Down at the waterfront there is still plenty of history, as well as an art gallery, a very popular tearoom and a huge warehouse of tat. Billed as an antique centre, housed in an eighteenth century maltings building, with creaking wooden floors and rickety stairs, this claims to offer ten thousand square feet of 'antiques' of all kinds.
There is silver and glass and some furniture on display but primarily it is full of the most ridiculous junk, fit for a car boot sale. Yet no-one could go in there without finding themselves drawn to something in the clutter and anyone with a specific interest, from train sets to stamp collecting, could not fail to find something to pull at their purse strings, with a promise of extending their collection.
We rounded off our day with a tour of Oliver Cromwell's House.
Although the tourist information office and a gift shop are in the main foyer there is quite an extensive tour of the Lord Protector's former family home with an audio tour to guide you round and plenty of information on Cromwell's rise to prominence and his role in the Civil War. They also run Escape Rooms and a number of other activities for groups and the place is well worth an hour or two to visit.

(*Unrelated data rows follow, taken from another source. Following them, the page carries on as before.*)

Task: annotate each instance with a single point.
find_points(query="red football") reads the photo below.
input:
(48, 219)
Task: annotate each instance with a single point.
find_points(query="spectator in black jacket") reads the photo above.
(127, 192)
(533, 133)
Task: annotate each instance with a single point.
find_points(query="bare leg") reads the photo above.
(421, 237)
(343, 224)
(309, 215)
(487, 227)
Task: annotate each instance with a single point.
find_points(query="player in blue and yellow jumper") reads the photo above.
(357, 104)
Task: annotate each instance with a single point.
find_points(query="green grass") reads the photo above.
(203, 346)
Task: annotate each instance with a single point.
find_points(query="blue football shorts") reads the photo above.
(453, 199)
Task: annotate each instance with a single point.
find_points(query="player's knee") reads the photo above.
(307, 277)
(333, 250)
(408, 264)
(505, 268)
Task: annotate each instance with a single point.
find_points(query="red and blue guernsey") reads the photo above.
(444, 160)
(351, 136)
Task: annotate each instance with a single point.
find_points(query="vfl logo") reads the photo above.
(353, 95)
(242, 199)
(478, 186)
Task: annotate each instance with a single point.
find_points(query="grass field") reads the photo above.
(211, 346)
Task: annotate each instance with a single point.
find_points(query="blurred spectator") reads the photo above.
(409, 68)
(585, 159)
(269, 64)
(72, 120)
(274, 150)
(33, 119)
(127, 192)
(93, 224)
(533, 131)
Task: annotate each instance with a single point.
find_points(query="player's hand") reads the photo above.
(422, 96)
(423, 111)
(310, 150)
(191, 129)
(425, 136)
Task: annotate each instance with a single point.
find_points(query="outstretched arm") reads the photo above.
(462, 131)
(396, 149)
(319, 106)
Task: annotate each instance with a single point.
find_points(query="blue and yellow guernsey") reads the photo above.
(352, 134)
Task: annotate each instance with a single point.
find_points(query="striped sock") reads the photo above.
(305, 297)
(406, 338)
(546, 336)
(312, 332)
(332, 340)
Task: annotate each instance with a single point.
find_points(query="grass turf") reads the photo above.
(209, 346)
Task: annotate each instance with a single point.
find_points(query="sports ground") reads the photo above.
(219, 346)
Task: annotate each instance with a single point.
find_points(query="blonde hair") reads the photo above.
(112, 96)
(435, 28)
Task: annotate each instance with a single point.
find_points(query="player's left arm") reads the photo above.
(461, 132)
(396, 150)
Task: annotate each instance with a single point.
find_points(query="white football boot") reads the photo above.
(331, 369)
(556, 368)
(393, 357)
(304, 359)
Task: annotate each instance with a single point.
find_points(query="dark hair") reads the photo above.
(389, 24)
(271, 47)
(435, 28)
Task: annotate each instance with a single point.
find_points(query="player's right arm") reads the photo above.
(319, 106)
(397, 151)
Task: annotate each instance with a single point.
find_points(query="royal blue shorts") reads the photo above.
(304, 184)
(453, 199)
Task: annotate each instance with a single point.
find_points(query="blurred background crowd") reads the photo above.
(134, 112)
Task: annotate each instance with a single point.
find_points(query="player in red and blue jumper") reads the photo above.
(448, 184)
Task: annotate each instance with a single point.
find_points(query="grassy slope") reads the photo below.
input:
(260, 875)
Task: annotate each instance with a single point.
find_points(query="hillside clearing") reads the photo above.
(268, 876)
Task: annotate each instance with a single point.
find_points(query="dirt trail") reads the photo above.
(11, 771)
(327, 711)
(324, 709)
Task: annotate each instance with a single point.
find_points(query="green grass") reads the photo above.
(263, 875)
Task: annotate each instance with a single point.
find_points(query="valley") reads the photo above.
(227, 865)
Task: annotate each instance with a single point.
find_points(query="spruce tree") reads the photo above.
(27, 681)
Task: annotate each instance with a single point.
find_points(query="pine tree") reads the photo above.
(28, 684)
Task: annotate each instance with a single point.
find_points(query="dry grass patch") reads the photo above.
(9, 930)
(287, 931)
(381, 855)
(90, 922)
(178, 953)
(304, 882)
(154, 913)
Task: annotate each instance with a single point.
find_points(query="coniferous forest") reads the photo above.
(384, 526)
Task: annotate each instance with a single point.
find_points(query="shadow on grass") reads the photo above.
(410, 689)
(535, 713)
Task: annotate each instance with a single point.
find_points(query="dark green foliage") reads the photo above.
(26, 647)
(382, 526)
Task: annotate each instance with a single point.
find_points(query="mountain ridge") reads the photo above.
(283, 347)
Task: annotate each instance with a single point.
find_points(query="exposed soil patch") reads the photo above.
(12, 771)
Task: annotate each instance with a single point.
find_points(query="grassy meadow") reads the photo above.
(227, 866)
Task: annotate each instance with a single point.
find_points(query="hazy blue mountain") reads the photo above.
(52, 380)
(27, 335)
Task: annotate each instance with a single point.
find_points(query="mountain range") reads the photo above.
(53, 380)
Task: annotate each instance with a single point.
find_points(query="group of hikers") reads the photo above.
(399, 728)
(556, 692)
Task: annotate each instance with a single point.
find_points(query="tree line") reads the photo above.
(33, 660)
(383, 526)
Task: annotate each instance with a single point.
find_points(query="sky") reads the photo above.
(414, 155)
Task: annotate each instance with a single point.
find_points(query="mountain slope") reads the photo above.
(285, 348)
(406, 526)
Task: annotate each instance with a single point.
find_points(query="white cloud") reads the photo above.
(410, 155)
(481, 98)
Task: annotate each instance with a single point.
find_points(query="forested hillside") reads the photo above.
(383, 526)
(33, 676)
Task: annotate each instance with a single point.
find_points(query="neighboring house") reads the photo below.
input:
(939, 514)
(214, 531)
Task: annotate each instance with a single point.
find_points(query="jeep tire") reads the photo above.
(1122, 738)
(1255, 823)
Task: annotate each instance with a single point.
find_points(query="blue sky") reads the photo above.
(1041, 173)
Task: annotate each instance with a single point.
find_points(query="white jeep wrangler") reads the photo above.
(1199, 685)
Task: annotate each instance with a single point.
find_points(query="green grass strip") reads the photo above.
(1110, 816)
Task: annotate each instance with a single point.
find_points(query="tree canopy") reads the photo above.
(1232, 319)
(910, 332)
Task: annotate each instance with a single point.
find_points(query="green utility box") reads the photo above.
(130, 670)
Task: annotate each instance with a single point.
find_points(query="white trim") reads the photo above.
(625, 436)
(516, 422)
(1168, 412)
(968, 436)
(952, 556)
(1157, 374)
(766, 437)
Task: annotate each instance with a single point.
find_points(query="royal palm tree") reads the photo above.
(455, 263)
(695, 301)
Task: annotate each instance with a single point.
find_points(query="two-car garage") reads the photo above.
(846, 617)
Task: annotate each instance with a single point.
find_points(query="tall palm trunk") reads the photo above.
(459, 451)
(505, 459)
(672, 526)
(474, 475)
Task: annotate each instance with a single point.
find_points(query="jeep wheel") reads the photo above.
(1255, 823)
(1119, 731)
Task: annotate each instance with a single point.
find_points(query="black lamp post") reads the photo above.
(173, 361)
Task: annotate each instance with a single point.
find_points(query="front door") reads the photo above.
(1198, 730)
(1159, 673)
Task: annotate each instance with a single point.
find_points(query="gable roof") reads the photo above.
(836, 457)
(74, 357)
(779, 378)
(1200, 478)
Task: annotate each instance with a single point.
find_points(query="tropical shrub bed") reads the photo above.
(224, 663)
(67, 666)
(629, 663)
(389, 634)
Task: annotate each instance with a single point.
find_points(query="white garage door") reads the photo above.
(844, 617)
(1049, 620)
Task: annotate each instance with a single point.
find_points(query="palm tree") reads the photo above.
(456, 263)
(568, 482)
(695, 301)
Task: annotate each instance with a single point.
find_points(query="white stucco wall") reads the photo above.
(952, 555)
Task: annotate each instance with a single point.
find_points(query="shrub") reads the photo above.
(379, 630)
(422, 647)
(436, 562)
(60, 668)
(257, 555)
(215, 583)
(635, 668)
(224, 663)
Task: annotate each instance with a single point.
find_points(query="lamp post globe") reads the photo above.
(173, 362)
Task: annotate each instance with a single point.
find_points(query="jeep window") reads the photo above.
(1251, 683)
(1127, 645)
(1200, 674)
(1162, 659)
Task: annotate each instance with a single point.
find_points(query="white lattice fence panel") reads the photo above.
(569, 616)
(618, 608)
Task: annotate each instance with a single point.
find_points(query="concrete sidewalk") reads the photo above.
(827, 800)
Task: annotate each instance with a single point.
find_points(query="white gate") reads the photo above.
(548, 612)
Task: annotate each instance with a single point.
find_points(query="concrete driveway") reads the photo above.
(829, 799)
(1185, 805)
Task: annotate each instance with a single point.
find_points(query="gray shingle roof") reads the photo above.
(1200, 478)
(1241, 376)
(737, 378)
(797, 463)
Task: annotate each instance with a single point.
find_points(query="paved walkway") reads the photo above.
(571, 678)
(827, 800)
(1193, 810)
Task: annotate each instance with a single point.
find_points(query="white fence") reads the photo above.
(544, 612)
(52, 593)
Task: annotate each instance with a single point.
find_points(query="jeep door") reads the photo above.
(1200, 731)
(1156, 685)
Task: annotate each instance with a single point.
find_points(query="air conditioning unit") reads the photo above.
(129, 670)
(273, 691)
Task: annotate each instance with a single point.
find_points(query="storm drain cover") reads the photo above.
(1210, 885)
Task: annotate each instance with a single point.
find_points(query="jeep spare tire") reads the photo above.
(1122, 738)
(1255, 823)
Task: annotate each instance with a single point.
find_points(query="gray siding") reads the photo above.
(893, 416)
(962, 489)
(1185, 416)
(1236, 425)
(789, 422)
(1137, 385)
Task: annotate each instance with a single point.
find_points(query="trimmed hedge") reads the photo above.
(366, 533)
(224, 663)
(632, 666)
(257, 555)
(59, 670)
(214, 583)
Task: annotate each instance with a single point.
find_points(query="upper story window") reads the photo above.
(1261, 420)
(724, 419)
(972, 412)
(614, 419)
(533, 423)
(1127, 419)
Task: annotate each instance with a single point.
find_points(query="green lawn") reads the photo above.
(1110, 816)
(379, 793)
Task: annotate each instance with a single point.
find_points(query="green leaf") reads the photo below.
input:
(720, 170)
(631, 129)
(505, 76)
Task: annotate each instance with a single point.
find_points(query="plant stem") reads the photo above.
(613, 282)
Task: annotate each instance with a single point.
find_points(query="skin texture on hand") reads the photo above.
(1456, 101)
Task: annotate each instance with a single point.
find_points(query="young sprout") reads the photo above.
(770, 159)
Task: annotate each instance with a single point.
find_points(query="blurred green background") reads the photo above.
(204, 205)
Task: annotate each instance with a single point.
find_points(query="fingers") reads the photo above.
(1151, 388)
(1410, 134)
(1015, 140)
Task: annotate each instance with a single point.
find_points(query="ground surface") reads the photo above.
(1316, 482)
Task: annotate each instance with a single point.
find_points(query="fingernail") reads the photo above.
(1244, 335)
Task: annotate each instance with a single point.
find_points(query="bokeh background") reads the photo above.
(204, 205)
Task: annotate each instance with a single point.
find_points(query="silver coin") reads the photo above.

Overall, Ely seemed a very nice place with a good atmosphere and everything you could possibly need, except a mobile broadband signal. This is the only place, so far, where we have struggled to get any decent internet access since we added the O2 SIM to our armoury back in Milton Keynes. In Ely there was a decent signal only at the very top of the town, whether on O2 or EE and almost nothing elsewhere. For an actual city, in such an affluent area and so well-appointed in other ways this seemed really strange.